Metadata-Version: 2.1
Name: OPLS-MD
Version: 0.0.1
Summary: PLS and OPLS regressors
Author: "Santeri Paajanen, Shreyas Kaptan"
Author-email: santeri.e.paajanen@helsinki.fi
License: MIT
Classifier: Programming Language :: Python :: 3
Classifier: Operating System :: OS Independent
Classifier: License :: OSI Approved :: MIT License
Requires-Python: >=3.7
Description-Content-Type: text/markdown

# OPLS #

OPLS and PLS regressors

## Installation

Run

```
pip install .
```

## Usage

Given a structure file and trajectory as `struct.pdb` and `traj.xtc` we can e.g. define a function as the distance of two specific C alpha atoms:

```py
import MDAnalysis as mda
import numpy as np

# Make universe and load trajectory to memory
u = mda.Universe("struct.pdb","traj.xtc")
coords = np.array([u.atoms.positions.copy() for ts in u.trajectory])
# Calculate function as distance between res 2 and 150 CA
sel = u.select_atoms("resid 2 150 and name CA")
y = np.linalg.norm(coords[:,sel.indices[0],:]-coords[:,sel.indices[1],:], axis=-1)
# Flatten from N by M by 3 dimensions to N by 3M
X = coords.reshape((coords.shape[0],-1))
```

Now that we have shape N by 3M array of X values and a one dimensional y, we can start running the OPLS

```py
from OPLS import PLS, OPLS

opls = OPLS(n_components=1).fit(X,y)
```

This will fit a one component OPLS model on the data.
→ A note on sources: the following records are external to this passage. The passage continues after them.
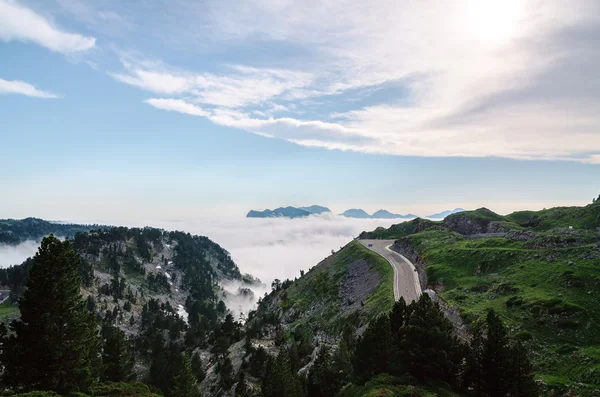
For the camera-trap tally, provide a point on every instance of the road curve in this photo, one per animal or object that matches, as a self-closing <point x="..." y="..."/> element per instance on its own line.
<point x="406" y="279"/>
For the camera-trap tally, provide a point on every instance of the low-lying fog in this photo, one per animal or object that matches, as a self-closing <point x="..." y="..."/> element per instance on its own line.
<point x="16" y="254"/>
<point x="267" y="248"/>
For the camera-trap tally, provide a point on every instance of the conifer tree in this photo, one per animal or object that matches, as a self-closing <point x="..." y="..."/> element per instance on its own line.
<point x="374" y="351"/>
<point x="495" y="358"/>
<point x="279" y="381"/>
<point x="185" y="384"/>
<point x="116" y="356"/>
<point x="430" y="349"/>
<point x="520" y="372"/>
<point x="55" y="342"/>
<point x="324" y="378"/>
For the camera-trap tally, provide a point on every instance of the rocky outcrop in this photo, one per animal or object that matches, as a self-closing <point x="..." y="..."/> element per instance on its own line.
<point x="358" y="284"/>
<point x="404" y="247"/>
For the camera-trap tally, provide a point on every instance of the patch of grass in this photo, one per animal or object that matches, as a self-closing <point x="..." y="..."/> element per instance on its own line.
<point x="386" y="385"/>
<point x="546" y="303"/>
<point x="314" y="301"/>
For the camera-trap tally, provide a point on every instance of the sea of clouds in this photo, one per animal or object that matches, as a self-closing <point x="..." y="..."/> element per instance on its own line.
<point x="267" y="248"/>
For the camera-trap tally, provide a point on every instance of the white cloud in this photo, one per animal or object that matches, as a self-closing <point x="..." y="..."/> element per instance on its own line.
<point x="177" y="105"/>
<point x="23" y="88"/>
<point x="15" y="254"/>
<point x="505" y="78"/>
<point x="270" y="248"/>
<point x="22" y="24"/>
<point x="242" y="86"/>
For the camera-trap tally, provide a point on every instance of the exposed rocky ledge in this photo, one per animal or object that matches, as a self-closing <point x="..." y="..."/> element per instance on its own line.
<point x="405" y="247"/>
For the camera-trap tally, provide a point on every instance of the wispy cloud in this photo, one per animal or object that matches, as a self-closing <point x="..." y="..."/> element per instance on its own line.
<point x="23" y="24"/>
<point x="238" y="86"/>
<point x="23" y="88"/>
<point x="513" y="78"/>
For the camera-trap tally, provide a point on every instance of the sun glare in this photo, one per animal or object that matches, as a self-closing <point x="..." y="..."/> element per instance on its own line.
<point x="492" y="21"/>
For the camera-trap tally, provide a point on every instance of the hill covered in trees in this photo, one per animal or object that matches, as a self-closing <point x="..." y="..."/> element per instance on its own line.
<point x="153" y="295"/>
<point x="539" y="270"/>
<point x="13" y="231"/>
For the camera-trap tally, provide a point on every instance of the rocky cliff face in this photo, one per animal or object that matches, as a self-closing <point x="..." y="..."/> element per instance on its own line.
<point x="405" y="247"/>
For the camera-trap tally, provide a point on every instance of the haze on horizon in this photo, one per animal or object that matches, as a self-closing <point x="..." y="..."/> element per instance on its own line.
<point x="141" y="112"/>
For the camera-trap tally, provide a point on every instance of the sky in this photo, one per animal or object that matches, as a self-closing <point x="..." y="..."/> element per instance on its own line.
<point x="164" y="111"/>
<point x="265" y="248"/>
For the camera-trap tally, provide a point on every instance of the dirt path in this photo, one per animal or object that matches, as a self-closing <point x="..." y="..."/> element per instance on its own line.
<point x="406" y="280"/>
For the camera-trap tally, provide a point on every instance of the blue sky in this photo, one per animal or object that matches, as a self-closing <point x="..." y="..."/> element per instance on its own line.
<point x="165" y="110"/>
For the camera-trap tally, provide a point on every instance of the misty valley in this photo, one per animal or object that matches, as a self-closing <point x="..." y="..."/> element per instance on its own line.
<point x="502" y="308"/>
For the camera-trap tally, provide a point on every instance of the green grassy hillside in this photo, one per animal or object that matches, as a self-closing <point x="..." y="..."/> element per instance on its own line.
<point x="351" y="286"/>
<point x="483" y="220"/>
<point x="540" y="270"/>
<point x="548" y="296"/>
<point x="14" y="231"/>
<point x="587" y="217"/>
<point x="389" y="386"/>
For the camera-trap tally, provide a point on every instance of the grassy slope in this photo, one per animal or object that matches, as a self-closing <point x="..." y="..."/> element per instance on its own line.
<point x="8" y="311"/>
<point x="587" y="217"/>
<point x="550" y="302"/>
<point x="388" y="386"/>
<point x="321" y="284"/>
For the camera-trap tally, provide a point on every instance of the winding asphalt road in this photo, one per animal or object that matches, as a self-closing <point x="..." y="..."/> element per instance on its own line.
<point x="406" y="279"/>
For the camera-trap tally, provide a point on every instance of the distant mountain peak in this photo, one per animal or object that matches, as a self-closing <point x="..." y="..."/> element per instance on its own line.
<point x="288" y="212"/>
<point x="443" y="214"/>
<point x="385" y="214"/>
<point x="356" y="213"/>
<point x="315" y="209"/>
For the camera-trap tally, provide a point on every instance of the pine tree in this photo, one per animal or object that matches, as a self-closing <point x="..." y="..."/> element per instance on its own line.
<point x="473" y="374"/>
<point x="520" y="373"/>
<point x="225" y="370"/>
<point x="279" y="381"/>
<point x="495" y="357"/>
<point x="116" y="356"/>
<point x="241" y="390"/>
<point x="185" y="383"/>
<point x="197" y="367"/>
<point x="374" y="351"/>
<point x="324" y="378"/>
<point x="55" y="342"/>
<point x="430" y="349"/>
To get a new X array, where we have filtered out the orthogonal components, we can use the transform function

```py
X_filt = opls.transform(X)
```

Finally to get our model, we can fit the PLS with the filtered data.

```py
pls = PLS(n_components=5).fit(X_filt,y)
```

If we have a new set of data, called `X_new`, we can predict the y values for it as

```py
X_new_filt = opls.transform(X_new)
y_new_predicted = pls.predict(X_new_filt)
```
or if the corresponding `y_new` are known, we can estimate the coefficient of determination (`r2`) with

```py
X_new_filt = opls.transform(X_new)
r2 = pls.score(X_new_filt, y_new)
```

Having to run two separate models one after the other can be tiresome, so the package also includes as `OPLS_PLS` object, which does the above much easier:


```py
from OPLS import OPLS_PLS

# Fitting:
opls_pls = OPLS_PLS(n_components=1,pls_components=5).fit(X,y)

# Predicting:
y_new_predicted = opls_pls.predict(X_new)

# Scoring:
r2 = opls_pls.score(X_new, y_new)
```


## References

Main references for OPLS:
    
    [1] Wold S, et al. PLS-regression: a basic tool of chemometrics.
        Chemometr Intell Lab Sys 2001, 58, 109–130.
    [2] Bylesjo M, et al. Model Based Preprocessing and Background
        Elimination: OSC, OPLS, and O2PLS. in Comprehensive Chemometrics.